Accepted for publication 2 July 2015
Published 20 August 2015 Volume 2015:6 Pages 293—300
Checked for plagiarism Yes
Review by Single anonymous peer review
Peer reviewer comments 2
Editor who approved publication: Professor Young Lyoo
Caroline W Spelta
Townsville Vet Clinic, Townsville, QLD, Australia
Abstract: Equine pituitary pars intermedia dysfunction (PPID) is a neurodegenerative disease of the hypothalamus, resulting in the loss of dopaminergic inhibition of pars intermedia. An oxidative stress injury of unknown etiology has been suggested to initiate the neurodegeneration. While hypertrichosis (formerly known as hirsutism) is considered pathognomic for advanced disease, the antemortem diagnosis of subclinical and early disease has continued to prove difficult. Numerous tests have been used with varying sensitivities and specificities. The overnight dexamethasone suppression test, originally documented to have 100% sensitivity and specificity in horses with advanced disease, has proven to be less valuable in identifying early disease. Basal plasma adrenocorticotropin concentrations have improved sensitivity and specificity when sampled during the autumn months, and α-melanocyte-stimulating hormone, while not yet commercially available, shows promise as a sensitive and specific single sample test. Recent advances in our knowledge include the strong association between laminitis and hyperinsulinemia, both common clinical signs associated with PPID. The pathogenesis of hyperinsulinemia, laminitis, and their association with this disease is a focus of current research. The dopamine agonist pergolide mesylate is still the mainstay of medical management, with studies on oral bioavailability, pharmacokinetics, and long-term survival rates now published.

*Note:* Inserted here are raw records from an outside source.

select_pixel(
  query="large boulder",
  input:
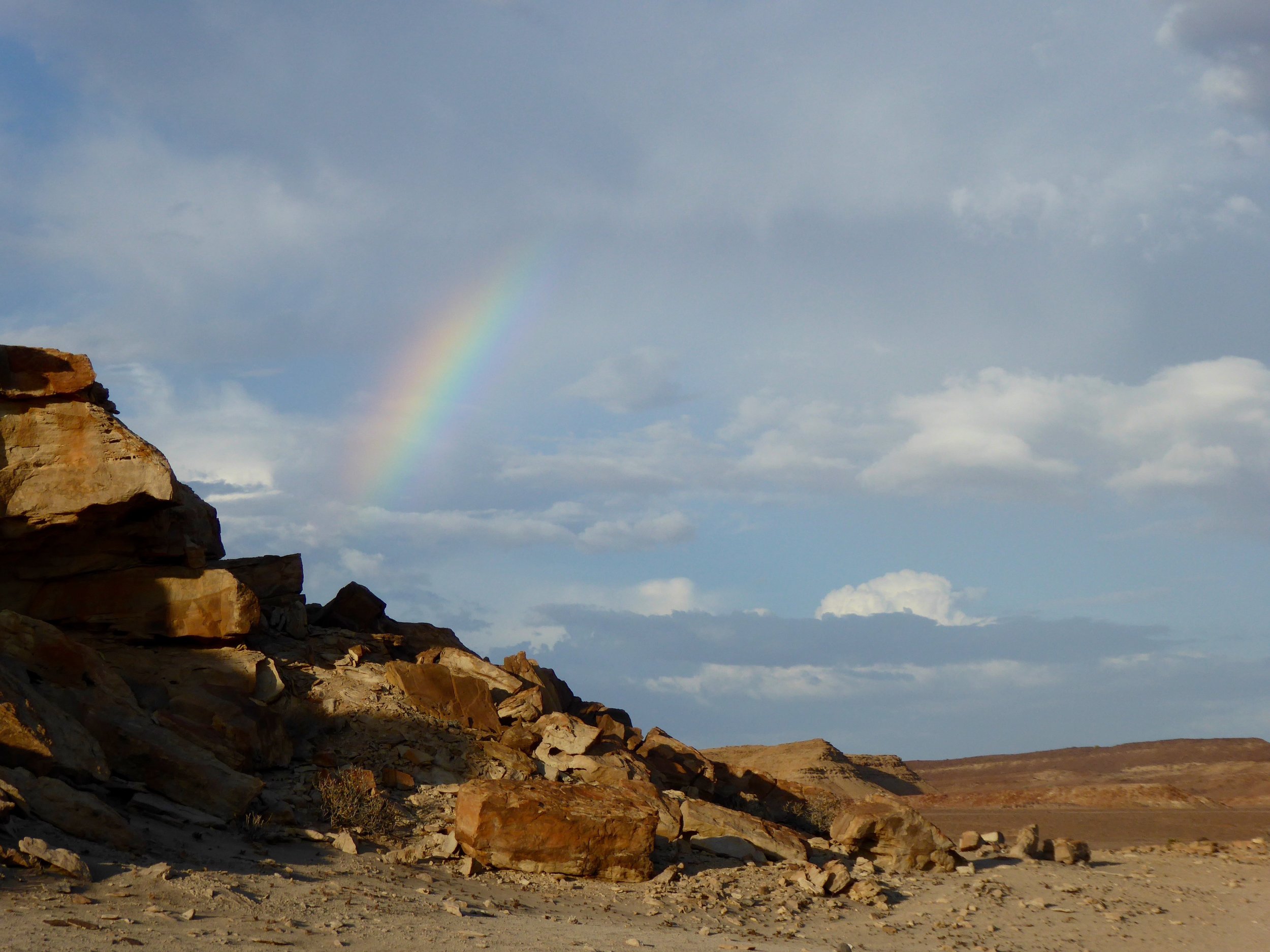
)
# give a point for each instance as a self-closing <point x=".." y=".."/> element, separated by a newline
<point x="217" y="699"/>
<point x="278" y="584"/>
<point x="466" y="664"/>
<point x="895" y="837"/>
<point x="555" y="694"/>
<point x="80" y="491"/>
<point x="39" y="735"/>
<point x="34" y="374"/>
<point x="817" y="763"/>
<point x="675" y="765"/>
<point x="144" y="602"/>
<point x="441" y="692"/>
<point x="710" y="820"/>
<point x="74" y="811"/>
<point x="80" y="682"/>
<point x="562" y="828"/>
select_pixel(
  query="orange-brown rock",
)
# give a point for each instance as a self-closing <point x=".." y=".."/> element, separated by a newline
<point x="70" y="810"/>
<point x="555" y="694"/>
<point x="438" y="691"/>
<point x="469" y="666"/>
<point x="895" y="837"/>
<point x="817" y="763"/>
<point x="80" y="682"/>
<point x="675" y="765"/>
<point x="573" y="829"/>
<point x="144" y="602"/>
<point x="1071" y="851"/>
<point x="278" y="584"/>
<point x="39" y="735"/>
<point x="710" y="820"/>
<point x="32" y="372"/>
<point x="79" y="491"/>
<point x="522" y="706"/>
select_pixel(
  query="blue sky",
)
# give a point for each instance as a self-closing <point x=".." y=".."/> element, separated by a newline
<point x="902" y="374"/>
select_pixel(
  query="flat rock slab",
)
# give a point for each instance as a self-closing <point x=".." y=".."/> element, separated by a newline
<point x="573" y="829"/>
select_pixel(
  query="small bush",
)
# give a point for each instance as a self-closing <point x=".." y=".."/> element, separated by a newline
<point x="252" y="827"/>
<point x="347" y="805"/>
<point x="817" y="813"/>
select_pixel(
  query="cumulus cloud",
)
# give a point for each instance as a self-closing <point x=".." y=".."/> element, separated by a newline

Keywords: PPID, ACTH, α-MSH, laminitis, pergolide, hypertrichosis, pars pituitary intermedia dysfunction
Equine Cushing’s disease, now known as pituitary pars intermedia dysfunction (PPID), was first described in 1932.1 The classic clinical picture is one of advanced disease, the aging horse or pony with a persistent, long, curling hair coat; epaxial muscle wastage; pendulous abdomen; and an increased risk of laminitis.2 In recent epidemiological surveys, 21%–22% of aged horses and ponies had PPID based on endocrine testing, an increase in reported prevalence from previous studies.3–6
Considerable research into the pathophysiology of PPID has occurred in recent years. The current pathophysiological theory for PPID is an age-related oxidative stress-induced neurodegeneration of the dopaminergic neurons of the hypothalamus.7–10 This in turn causes a loss of dopaminergic inhibition on the pars intermedia resulting in an increased production of pro-opiomelanocortin (POMC)-derived peptides including adrenocorticotropin (ACTH), α-melanocyte-stimulating hormone (α-MSH), β-endorphin, and corticotrophin-like intermediate peptide. Of these hormones, the production and actions of ACTH and α-MSH have been most closely studied and assessed for diagnostic test potential. The cause of the oxidative stress compared to age-matched controls is yet to be determined. The very slow progression of this disease makes the elucidation of an initiating cause or insult difficult as clinical signs are only evident after a substantial time lapse (years), when normal hormonal function is lost.11
In the normal pituitary, the pars distalis is responsible for the majority of ACTH production with small amounts of ACTH from melanocyte-derived POMC.9 The pars intermedia’s primary product is α-MSH, a metabolically active peptide involved in metabolism and obesity, which has potent anti-inflammatory properties. The cortiotrophs in the pars distalis are under a glucocorticoid negative feedback loop. The production and secretion of the POMC peptides from the melanotropes in the pars intermedia are under dopamine inhibitory control from the hypothalamus. Hypothalamus and pituitary activities are influenced by season and photoperiod length, with significant up-regulation of α-MSH and ACTH production in the late summer and autumn months (periods of decreasing day length).12–14 The increased activity is seen in both unaffected and PPID-affected horses and ponies. This has a significant effect on basal endogenous ACTH and α-MSH levels and therefore on diagnostic testing during this period.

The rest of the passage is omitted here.